Da cosa bisogna partire?
“Prima di tutto dobbiamo svolgere una corretta pianificazione. Se ci sono aree con dei pericoli, dobbiamo avere il coraggio di fare un passo indietro. Non costruire o, in alcuni casi, eliminare interventi fatti in aree che non dovevano essere urbanizzate. Ci sono poi da condurre studi e monitoraggio per capire quali situazioni possono essere mitigate, che può avvenire anche con interventi di ingegneria naturalistica, che agevolano la valorizzazione della manodopera, aumentando il livello di occupazione”.

C’è poi la questione manutenzione…
“Come viene chiesta per le strutture ci deve essere anche per il territorio. E poi c’è l’aspetto delle aree abbandonate interne, che necessitano di una politica di ripopolamento. Noi sappiamo che gli effetti registrati a valle sono una conseguenza della gestione del territorio a monte. Andrebbe fatta una politica di re-incentivazione. Ma torna anche la questione del consumo di suolo: oltre 57 km2 all’anno ma in Italia l’Istat ci dice che abbiamo 7 milioni di case vuote, 700 mila capannoni dismessi e spazi commerciali inutilizzati. Significa che abbiamo un suolo consumato in passato che potremmo rigenerare”.

In che modo?
“Oltre alla manutenzione del drenaggio urbano, rimozione delle superfici impermeabili laddove non servono. Alla base di tutto questo c’è comunque un problema culturale. Bene fanno i giovani a organizzarsi in gruppi per chiedere l’adozione di una politica più sostenibile”.

E a livello legislativo?
“Noi non abbiamo una legge sul consumo di suolo. La precedente legislatura, nel 2016 aveva licenziato alla Camera la legge nazionale sul consumo di suolo, mai approvata però al Senato. In questa legislatura ce ne sono altre ma credo che non riusciranno ad arrivare a compimento. Abbiamo quindi una nazione sprovvista di una legge sul consumo di suolo. Come facciamo, quindi, a rispettare le indicazioni che ci parlano di un azzeramento del consumo entro il 2050? L’Europa e le Nazioni Unite hanno richiamato tutti gli Stati su questo punto e hanno posto questa data come orizzonte, stabilendo di non aumentare il degrado del territorio entro il 2030. Riusciremo a rispettare questi obiettivi? Servono anche risorse intellettuali che possano operare negli enti pubblici, per approvare progetti utili in tempi rapidi e strutturare gli uffici pubblici affinché diano un apporto concreto”.

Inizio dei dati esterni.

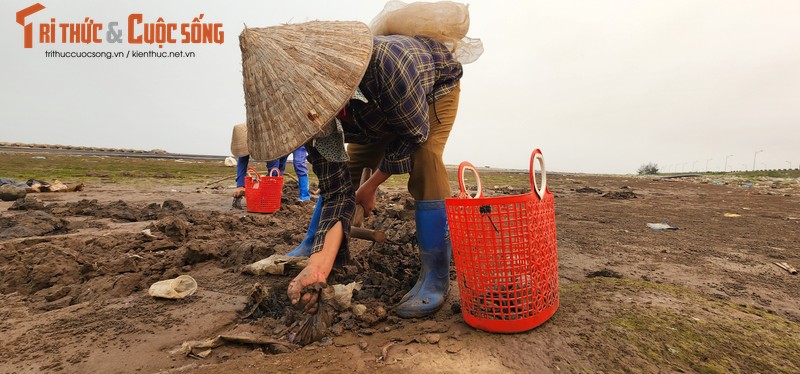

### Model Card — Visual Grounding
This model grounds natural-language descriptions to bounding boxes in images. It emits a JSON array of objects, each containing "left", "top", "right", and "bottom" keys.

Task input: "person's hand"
[
  {"left": 286, "top": 222, "right": 344, "bottom": 313},
  {"left": 286, "top": 263, "right": 328, "bottom": 314},
  {"left": 356, "top": 183, "right": 377, "bottom": 218},
  {"left": 233, "top": 187, "right": 244, "bottom": 197}
]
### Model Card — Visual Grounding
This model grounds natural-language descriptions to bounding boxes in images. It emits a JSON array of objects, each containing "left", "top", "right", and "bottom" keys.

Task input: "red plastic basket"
[
  {"left": 445, "top": 149, "right": 558, "bottom": 333},
  {"left": 244, "top": 168, "right": 283, "bottom": 213}
]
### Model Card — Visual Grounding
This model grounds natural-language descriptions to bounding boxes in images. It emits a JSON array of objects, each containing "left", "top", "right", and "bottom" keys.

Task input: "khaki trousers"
[{"left": 347, "top": 83, "right": 461, "bottom": 200}]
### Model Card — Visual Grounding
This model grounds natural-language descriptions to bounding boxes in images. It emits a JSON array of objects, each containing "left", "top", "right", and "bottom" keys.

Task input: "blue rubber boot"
[
  {"left": 297, "top": 175, "right": 311, "bottom": 201},
  {"left": 286, "top": 196, "right": 322, "bottom": 257},
  {"left": 395, "top": 200, "right": 450, "bottom": 318}
]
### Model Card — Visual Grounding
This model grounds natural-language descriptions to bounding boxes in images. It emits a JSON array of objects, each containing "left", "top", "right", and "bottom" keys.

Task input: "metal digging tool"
[{"left": 350, "top": 168, "right": 386, "bottom": 243}]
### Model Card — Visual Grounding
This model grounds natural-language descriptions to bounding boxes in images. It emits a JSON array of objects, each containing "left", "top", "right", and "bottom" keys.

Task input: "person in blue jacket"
[{"left": 231, "top": 123, "right": 311, "bottom": 201}]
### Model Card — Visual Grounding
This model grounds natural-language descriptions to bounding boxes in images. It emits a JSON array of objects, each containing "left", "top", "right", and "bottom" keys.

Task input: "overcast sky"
[{"left": 0, "top": 0, "right": 800, "bottom": 173}]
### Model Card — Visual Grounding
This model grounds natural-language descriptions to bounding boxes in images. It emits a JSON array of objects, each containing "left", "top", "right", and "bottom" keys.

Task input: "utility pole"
[
  {"left": 723, "top": 155, "right": 733, "bottom": 173},
  {"left": 753, "top": 149, "right": 764, "bottom": 171}
]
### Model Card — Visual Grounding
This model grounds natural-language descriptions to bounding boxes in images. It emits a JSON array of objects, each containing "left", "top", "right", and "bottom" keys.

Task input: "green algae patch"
[{"left": 554, "top": 278, "right": 800, "bottom": 373}]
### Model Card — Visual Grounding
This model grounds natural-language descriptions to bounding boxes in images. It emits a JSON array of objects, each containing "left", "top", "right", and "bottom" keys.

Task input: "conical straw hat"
[
  {"left": 239, "top": 21, "right": 372, "bottom": 160},
  {"left": 231, "top": 123, "right": 250, "bottom": 157}
]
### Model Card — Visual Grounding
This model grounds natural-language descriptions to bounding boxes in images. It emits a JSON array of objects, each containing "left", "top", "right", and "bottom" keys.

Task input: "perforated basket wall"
[
  {"left": 445, "top": 150, "right": 558, "bottom": 333},
  {"left": 244, "top": 168, "right": 283, "bottom": 213}
]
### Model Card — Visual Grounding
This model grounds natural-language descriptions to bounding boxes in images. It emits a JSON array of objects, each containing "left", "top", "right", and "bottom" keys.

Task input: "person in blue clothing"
[{"left": 231, "top": 123, "right": 311, "bottom": 201}]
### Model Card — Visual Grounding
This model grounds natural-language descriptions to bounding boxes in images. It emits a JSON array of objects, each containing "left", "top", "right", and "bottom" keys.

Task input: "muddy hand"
[
  {"left": 231, "top": 196, "right": 244, "bottom": 209},
  {"left": 233, "top": 187, "right": 245, "bottom": 198},
  {"left": 356, "top": 185, "right": 377, "bottom": 218},
  {"left": 286, "top": 266, "right": 328, "bottom": 313}
]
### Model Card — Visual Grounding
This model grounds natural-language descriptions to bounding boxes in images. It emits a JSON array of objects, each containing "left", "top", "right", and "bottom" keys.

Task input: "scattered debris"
[
  {"left": 0, "top": 184, "right": 28, "bottom": 201},
  {"left": 242, "top": 255, "right": 310, "bottom": 274},
  {"left": 175, "top": 335, "right": 297, "bottom": 359},
  {"left": 647, "top": 222, "right": 678, "bottom": 230},
  {"left": 603, "top": 191, "right": 639, "bottom": 200},
  {"left": 289, "top": 283, "right": 336, "bottom": 346},
  {"left": 586, "top": 269, "right": 622, "bottom": 279},
  {"left": 8, "top": 196, "right": 44, "bottom": 210},
  {"left": 147, "top": 275, "right": 197, "bottom": 299},
  {"left": 775, "top": 262, "right": 797, "bottom": 275},
  {"left": 575, "top": 187, "right": 603, "bottom": 194}
]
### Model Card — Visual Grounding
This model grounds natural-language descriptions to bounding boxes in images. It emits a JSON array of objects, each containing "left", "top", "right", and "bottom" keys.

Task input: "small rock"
[
  {"left": 358, "top": 328, "right": 377, "bottom": 335},
  {"left": 0, "top": 184, "right": 28, "bottom": 201},
  {"left": 352, "top": 304, "right": 367, "bottom": 317},
  {"left": 8, "top": 196, "right": 44, "bottom": 210},
  {"left": 445, "top": 344, "right": 464, "bottom": 353}
]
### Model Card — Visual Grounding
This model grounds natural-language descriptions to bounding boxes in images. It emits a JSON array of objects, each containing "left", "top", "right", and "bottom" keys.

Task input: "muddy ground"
[{"left": 0, "top": 170, "right": 800, "bottom": 373}]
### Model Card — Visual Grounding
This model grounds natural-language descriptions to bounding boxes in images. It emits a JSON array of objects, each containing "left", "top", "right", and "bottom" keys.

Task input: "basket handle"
[
  {"left": 530, "top": 148, "right": 547, "bottom": 200},
  {"left": 247, "top": 168, "right": 261, "bottom": 181},
  {"left": 458, "top": 161, "right": 483, "bottom": 199}
]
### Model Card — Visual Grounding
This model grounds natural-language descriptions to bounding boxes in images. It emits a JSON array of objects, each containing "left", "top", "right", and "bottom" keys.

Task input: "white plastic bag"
[
  {"left": 147, "top": 275, "right": 197, "bottom": 299},
  {"left": 369, "top": 0, "right": 483, "bottom": 64}
]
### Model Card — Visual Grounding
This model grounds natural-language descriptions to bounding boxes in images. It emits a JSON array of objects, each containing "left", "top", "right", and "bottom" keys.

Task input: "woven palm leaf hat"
[
  {"left": 231, "top": 123, "right": 250, "bottom": 157},
  {"left": 239, "top": 21, "right": 372, "bottom": 160}
]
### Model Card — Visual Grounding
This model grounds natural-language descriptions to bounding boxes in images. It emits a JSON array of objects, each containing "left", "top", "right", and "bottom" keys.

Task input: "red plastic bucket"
[
  {"left": 445, "top": 149, "right": 558, "bottom": 333},
  {"left": 244, "top": 168, "right": 283, "bottom": 213}
]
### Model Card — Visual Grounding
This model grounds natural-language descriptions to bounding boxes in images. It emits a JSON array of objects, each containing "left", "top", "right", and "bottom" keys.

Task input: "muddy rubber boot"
[
  {"left": 297, "top": 175, "right": 311, "bottom": 201},
  {"left": 395, "top": 200, "right": 450, "bottom": 318},
  {"left": 286, "top": 196, "right": 322, "bottom": 257}
]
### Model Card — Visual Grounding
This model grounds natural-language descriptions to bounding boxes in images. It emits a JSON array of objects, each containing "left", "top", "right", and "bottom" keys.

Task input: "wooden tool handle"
[{"left": 353, "top": 168, "right": 372, "bottom": 227}]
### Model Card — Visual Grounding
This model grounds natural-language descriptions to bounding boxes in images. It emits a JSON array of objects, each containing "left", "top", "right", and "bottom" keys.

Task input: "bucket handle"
[
  {"left": 530, "top": 148, "right": 547, "bottom": 200},
  {"left": 247, "top": 168, "right": 261, "bottom": 181},
  {"left": 458, "top": 161, "right": 483, "bottom": 199}
]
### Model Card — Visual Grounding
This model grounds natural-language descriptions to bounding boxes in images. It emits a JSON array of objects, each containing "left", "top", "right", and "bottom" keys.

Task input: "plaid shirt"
[{"left": 306, "top": 35, "right": 463, "bottom": 253}]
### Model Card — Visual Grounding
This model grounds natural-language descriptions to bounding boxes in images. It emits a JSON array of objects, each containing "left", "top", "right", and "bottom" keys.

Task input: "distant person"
[{"left": 231, "top": 123, "right": 311, "bottom": 201}]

Anche perché il dissesto idrogeologico interessa in modo trasversale tutto il Paese. Non ultime le grandi città, Roma inclusa…
“Esiste il problema del drenaggio urbano nelle grandi città. Le cosiddette fogne bianche sono state progettate e realizzate decenni fa e calcolate con le piogge dell’epoca. Oggi il regime delle piogge è cambiato e queste strutture andrebbero adeguate. Se non c’è stata costante manutenzione abbiamo un problema di infrastrutture progettate su precipitazioni non attuali e in più poco manutenute. Se aggiungiamo il problema del consumo di suolo, è naturale che ogni volta si verifichino allagamenti. Secondo me, quando si fa riferimento all’adozione di politiche sostenibili, si è dato l’impressione che fosse una cosa futuribile. Invece i provvedimenti vanno presi già ora, per le generazioni attuali”.